I have a Teco bucket truck that has a busted hydraulic hose in the upper boom. The bucket is about 12ft off the ground and I can't saddle the boom to remove it from the job to take it to the repair shop. Can anyone tell me a way to safely saddle the boom using the lower controls?
I added 5 gallons of hydraulic fluid trying to see if I could quickly saddle the boom and it would not move and all of the 5 gallons leaked out in what seemed like about 30 seconds. I thought about taking another one of my bucket trucks over and trying to find the busted hose but there are not many access holes in the upper boom. Please advise....:sad:


----------



## dakzaag (Jan 6, 2009)

I have never seen a boom truck that didn't have a release available for the operator to let them self down in such an emergency. 

One time I watched another outfit struggle with a similar situation for a whole day. They called out a mechanic who couldn't figure it out. They were about to dismantle the whole boom when I sent my mechanic over and he had the boom on the ground in about two minutes. 

Funniest thing I ever saw, my mechanic never went to a bunch of school or anything, but he could fix it if it moved. He spent about thirty seconds figuring out which hose to drain and lowered the bucket by draining the oil slowly. 

I just tell you this to help you realize that often there is more than one way to solve the problem. In our case, after he lowered the bucket for them, they started the truck and it worked perfectly. 

I could have saved them a bunch of wasted time, but they were a little too cocky and full of themselves when I asked if they needed a hand the first time.


----------



## Lonewolf47 (Sep 4, 2011)

Well the boom would need to rotate as well to get it drivable.


----------



## CO762 (Feb 22, 2010)

Man, that's going to suck if you have to leave it there....liability.

They make metal clamps that go over hoses for emergencies, but as you said, no access. can't you disconnect it from top/bottom and pull it out?

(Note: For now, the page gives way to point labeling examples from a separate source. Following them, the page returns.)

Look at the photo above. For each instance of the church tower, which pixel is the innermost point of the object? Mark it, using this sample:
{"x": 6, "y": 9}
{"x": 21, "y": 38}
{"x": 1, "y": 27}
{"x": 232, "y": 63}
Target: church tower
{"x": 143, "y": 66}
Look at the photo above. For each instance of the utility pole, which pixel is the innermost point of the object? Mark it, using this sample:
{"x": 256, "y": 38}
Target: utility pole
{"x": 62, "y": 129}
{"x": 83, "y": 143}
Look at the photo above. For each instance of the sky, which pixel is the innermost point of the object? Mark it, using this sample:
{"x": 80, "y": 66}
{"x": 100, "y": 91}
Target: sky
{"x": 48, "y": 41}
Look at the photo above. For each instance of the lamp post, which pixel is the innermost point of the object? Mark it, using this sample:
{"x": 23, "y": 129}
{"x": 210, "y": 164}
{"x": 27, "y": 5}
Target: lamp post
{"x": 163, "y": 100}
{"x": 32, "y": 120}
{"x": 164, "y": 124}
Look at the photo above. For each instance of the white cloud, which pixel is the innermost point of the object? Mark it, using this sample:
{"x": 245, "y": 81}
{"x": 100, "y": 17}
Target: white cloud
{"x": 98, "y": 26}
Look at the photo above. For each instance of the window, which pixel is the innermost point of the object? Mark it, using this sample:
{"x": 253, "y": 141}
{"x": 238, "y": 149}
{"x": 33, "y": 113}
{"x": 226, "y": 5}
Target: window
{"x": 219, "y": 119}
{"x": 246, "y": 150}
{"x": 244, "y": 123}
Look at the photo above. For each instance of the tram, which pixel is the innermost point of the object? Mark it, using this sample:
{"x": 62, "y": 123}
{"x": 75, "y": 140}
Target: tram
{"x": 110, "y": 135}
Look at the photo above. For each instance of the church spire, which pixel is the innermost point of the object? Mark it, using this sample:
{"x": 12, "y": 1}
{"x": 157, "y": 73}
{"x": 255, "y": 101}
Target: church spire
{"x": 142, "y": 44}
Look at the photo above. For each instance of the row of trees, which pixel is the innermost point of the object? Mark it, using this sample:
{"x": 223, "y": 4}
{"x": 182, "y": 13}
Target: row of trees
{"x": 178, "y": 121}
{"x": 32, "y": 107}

I just replaced a hydraulic hose I emergency clamped months ago. I took it to a tractor supply place and they made me a new one in 10 minutes. They also said automotive parts stores (napa?) will put in a splice for ya, but not sure as that's just what they told me. I used a cut up rubber glove and 4 hose clamps for a quick fix. Ace hardware should have that metal hose clamp cover as it's plumbing. I think it's used to cover pin holes in old water pipes. A piece of rubber (glove) will provide room for compression seal.


----------



## Nac (Apr 16, 2006)

Their schould be a manual valve taht you can turn to release the the pressure to lower it, you can probly look at where all the hydraulic valve banks are. To turn it you will be SOL have to remove the hose fix and install first. Or just call for a road service and have them figure it out.


----------



## Tdawg (Jul 24, 2011)

There must be a hydraulic shop or an equipment dealer that has a mobile unit somewhere in your area...no? All mobile heavy equipment mechanics deal with hydraulics every day. A mobile hydraulic guy would probably have the gear to make you up a new hose right on site.


----------



## Lonewolf47 (Sep 4, 2011)

Yep. It's at least $100 an hour and no telling what it would be on a holiday. I took my other bucket truck yesterday and found the busted hose, patched it good enough to saddle the boom. Problem solved. I'll take the hose off at the shop and have one made. Probably saved myself at least $1000.


----------



## Tdawg (Jul 24, 2011)

Good stuff, glad it worked out.


----------



## CO762 (Feb 22, 2010)

Lonewolf47 said:


> the busted hose, patched it good enough to saddle the boom. Problem solved.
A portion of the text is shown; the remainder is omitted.